Over the course of the 20th century, European institutions gradually moved in and the area became a business district.
The European District is located in the Rue de la Loi and covers three areas: Brussels, Etterbeek and Ixelles. It can be reached from Brussels airport (by De Lijn or STIB) or by metro (Maelbeek or Schuman stations, lines 1 and 5).


New perspectives for Brussels' European Quarter


In 1989, the Brussels-Capital Region set itself the goal of making this district a place of social diversity. A district based on a fairer balance between institutions, residences and culture. 
This led to the launch of a host of projects, including the Loi urban project, involving the creation of new housing, shops, public facilities and offices.
In 2008, the Region launched a sustainable development initiative. It also wanted to create more mobility and user-friendly spaces, strengthen the functional mix and develop the cultural potential of the area.
Since then, the European Quarter has evolved considerably. It is no longer just about government institutions, private companies and lobbying. The quality of its public spaces has improved significantly, and post-modern residences and buildings have sprung up, as have cultural areas.
Now, new urban planning ambitions are emerging with a single goal in mind: to transform this area dominated by government institutions into a great place to live.

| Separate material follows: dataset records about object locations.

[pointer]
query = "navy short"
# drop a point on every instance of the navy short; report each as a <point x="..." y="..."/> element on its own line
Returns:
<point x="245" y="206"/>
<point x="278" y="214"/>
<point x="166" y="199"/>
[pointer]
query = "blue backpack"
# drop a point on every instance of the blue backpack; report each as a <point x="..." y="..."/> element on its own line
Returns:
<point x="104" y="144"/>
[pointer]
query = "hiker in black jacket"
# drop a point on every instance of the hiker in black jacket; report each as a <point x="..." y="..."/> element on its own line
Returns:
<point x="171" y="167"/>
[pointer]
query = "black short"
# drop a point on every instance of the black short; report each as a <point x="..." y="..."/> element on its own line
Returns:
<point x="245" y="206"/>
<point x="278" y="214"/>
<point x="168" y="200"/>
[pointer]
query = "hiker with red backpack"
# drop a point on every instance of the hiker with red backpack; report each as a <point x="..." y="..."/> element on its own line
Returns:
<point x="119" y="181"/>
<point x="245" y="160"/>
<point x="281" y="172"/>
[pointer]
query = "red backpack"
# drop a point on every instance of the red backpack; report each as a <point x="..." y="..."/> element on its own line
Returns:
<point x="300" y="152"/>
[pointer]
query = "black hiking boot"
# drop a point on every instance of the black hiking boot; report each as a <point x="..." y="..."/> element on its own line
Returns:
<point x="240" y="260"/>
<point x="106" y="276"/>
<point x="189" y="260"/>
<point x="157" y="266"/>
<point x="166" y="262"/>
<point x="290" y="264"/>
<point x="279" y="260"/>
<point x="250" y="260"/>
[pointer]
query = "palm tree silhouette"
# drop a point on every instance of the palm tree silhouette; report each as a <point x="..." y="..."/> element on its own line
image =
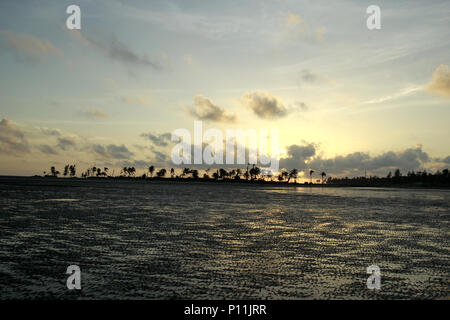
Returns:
<point x="161" y="173"/>
<point x="293" y="174"/>
<point x="151" y="169"/>
<point x="311" y="171"/>
<point x="323" y="174"/>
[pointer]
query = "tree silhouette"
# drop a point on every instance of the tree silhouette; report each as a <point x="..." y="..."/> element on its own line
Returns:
<point x="254" y="172"/>
<point x="151" y="169"/>
<point x="66" y="170"/>
<point x="54" y="172"/>
<point x="323" y="174"/>
<point x="310" y="174"/>
<point x="161" y="173"/>
<point x="293" y="174"/>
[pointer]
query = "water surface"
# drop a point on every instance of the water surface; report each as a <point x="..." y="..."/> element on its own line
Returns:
<point x="158" y="240"/>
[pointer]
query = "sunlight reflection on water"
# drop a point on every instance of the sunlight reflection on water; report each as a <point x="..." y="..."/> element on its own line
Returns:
<point x="163" y="240"/>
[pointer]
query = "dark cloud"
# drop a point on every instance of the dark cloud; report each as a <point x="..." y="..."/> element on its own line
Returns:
<point x="45" y="148"/>
<point x="305" y="156"/>
<point x="12" y="139"/>
<point x="161" y="140"/>
<point x="66" y="143"/>
<point x="446" y="160"/>
<point x="409" y="159"/>
<point x="297" y="155"/>
<point x="205" y="109"/>
<point x="265" y="105"/>
<point x="112" y="151"/>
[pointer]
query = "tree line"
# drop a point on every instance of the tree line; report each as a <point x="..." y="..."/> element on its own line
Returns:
<point x="254" y="173"/>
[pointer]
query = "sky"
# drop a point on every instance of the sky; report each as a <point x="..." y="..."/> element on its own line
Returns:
<point x="345" y="99"/>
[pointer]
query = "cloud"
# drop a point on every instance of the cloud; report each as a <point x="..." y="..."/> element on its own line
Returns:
<point x="136" y="100"/>
<point x="292" y="20"/>
<point x="27" y="47"/>
<point x="161" y="140"/>
<point x="297" y="155"/>
<point x="65" y="143"/>
<point x="265" y="105"/>
<point x="12" y="139"/>
<point x="409" y="159"/>
<point x="94" y="113"/>
<point x="118" y="51"/>
<point x="205" y="109"/>
<point x="296" y="27"/>
<point x="45" y="148"/>
<point x="50" y="131"/>
<point x="112" y="151"/>
<point x="446" y="160"/>
<point x="402" y="93"/>
<point x="440" y="82"/>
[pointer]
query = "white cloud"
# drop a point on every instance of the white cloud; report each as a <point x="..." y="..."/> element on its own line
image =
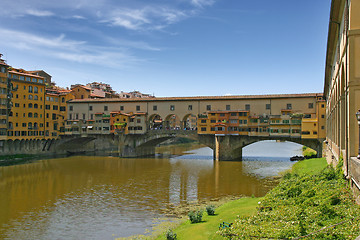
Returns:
<point x="146" y="18"/>
<point x="39" y="13"/>
<point x="69" y="50"/>
<point x="202" y="3"/>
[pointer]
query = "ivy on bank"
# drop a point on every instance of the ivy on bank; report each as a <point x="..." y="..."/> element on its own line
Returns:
<point x="316" y="206"/>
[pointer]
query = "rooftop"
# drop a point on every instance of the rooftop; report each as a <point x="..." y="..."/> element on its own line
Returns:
<point x="196" y="98"/>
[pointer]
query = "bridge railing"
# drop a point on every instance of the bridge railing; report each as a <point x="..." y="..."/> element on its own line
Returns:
<point x="172" y="131"/>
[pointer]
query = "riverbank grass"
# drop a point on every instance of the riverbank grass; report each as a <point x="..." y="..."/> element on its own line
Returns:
<point x="209" y="225"/>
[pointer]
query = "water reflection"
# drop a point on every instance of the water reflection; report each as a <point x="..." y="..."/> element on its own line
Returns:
<point x="106" y="197"/>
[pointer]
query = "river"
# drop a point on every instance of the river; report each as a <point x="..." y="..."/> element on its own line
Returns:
<point x="92" y="197"/>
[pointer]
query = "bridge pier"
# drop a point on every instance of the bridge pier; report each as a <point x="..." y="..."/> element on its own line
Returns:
<point x="225" y="150"/>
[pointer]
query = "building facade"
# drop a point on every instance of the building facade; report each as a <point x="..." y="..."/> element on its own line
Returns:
<point x="4" y="100"/>
<point x="294" y="115"/>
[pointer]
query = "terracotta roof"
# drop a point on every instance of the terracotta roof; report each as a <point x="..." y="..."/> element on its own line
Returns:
<point x="25" y="73"/>
<point x="159" y="99"/>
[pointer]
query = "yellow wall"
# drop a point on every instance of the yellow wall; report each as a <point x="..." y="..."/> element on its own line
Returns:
<point x="28" y="107"/>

An aspiration that is becoming increasingly strong among the district's residents and workers.


Home to the European institutions and an international employment hub


The European Quarter attracts workers from all over the world. There are no fewer than 27,000 European employees in this international employment centre, giving it a multicultural identity.

The headquarters of the European institutions is home to :

  • The European Parliament: represents the citizens of the European Union. Members of Parliament attend plenary sessions 3 weeks out of 4. You can visit the hemicycle of the European Parliament.
  • The European Commission: negotiates the European Union's international agreements. It is housed in the cross-shaped Berlaymont building. If you book several weeks in advance, you can discover the Commission and talk to officials.
  • The Council of the European Union: brings together representatives of European governments to decide on legislation.
  • The European Council: the Heads of State meet in the Europa building to define the main policy guidelines. You can take part in weekly guided tours of the European Council and the Council of the European Union.

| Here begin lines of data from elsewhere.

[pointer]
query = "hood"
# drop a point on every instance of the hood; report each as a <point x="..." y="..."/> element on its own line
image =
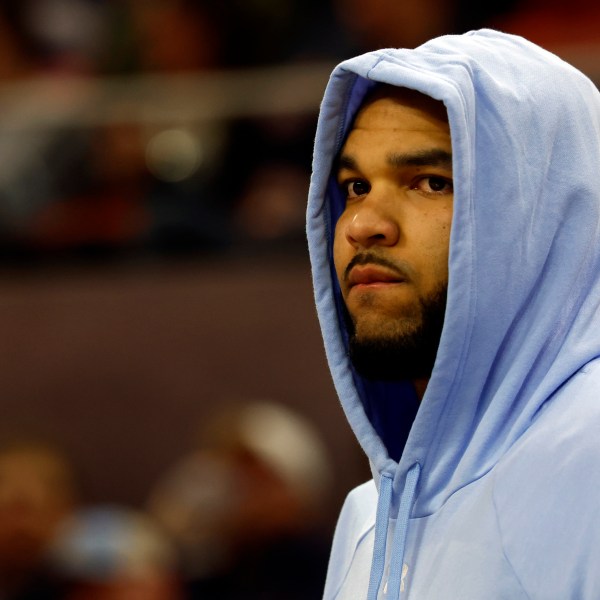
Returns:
<point x="523" y="290"/>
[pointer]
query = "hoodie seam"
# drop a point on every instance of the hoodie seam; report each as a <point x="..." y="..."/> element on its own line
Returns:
<point x="359" y="541"/>
<point x="504" y="551"/>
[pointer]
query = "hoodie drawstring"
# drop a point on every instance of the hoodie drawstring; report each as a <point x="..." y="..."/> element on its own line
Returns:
<point x="399" y="543"/>
<point x="384" y="504"/>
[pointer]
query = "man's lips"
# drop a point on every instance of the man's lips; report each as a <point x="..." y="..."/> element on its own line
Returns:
<point x="372" y="275"/>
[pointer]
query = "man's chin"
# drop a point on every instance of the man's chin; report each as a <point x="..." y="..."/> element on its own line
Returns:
<point x="398" y="349"/>
<point x="391" y="359"/>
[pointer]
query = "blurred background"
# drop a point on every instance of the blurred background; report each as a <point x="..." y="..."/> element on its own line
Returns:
<point x="169" y="429"/>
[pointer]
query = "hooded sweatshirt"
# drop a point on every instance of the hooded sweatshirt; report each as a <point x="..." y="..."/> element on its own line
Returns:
<point x="490" y="486"/>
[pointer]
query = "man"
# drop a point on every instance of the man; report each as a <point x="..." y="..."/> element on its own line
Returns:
<point x="454" y="234"/>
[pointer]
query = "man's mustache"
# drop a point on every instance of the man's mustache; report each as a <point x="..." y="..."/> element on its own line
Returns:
<point x="402" y="268"/>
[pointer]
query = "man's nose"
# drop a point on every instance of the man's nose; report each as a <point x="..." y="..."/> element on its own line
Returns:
<point x="372" y="224"/>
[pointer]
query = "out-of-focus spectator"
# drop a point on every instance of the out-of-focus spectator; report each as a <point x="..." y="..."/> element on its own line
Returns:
<point x="374" y="24"/>
<point x="38" y="491"/>
<point x="554" y="23"/>
<point x="247" y="509"/>
<point x="115" y="553"/>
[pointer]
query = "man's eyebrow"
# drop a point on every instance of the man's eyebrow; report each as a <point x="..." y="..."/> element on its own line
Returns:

A cultural quarter that tourists love



If you venture into Brussels' European District, you can : 

  • stroll through the many green spaces
  • have a drink in some of the trendiest places;
  • come face to face with a sumptuous mansion in typical Art Nouveau style;
  • visit museums that are well worth a visit.

All these changes have helped the district become Brussels' second most popular tourist destination in recent years.
The European Quarter reveals some well-hidden treasures behind its many institutions.

These include the Parc Léopold and its English-style gardens, the Parc de Bruxelles, a favourite place for locals to relax, and the Parc du Cinquantenaire with its triumphal arch.
Culture lovers? Take advantage of the many museums nearby. Visit the Parlamentarium free of charge and learn more about how the EU works. The House of European History is also not to be missed. Visit the Eastman building to find out more about the events that have shaped the EU. 
In a totally different atmosphere, visit the Museum of Natural Sciences, with Europe's largest collection of dinosaurs. Not far away, you can visit Autoworld, a dedicated motor museum. It's the perfect way to enjoy an enlightening trip on a family holiday to Brussels!
Don't forget to pop into one of the many bars and restaurants in the area around Place Jean Rey or Place Jourdan. You'll love the local and seasonal produce, and for something a little more gourmet, try the Belgian chip shops!

To round off your trip to Brussels in style, head to the Place du Luxembourg on a Thursday evening to sip a cocktail or enjoy a beer on the terrace. You'll discover the pleasant cosmopolitan atmosphere that reigns in this district.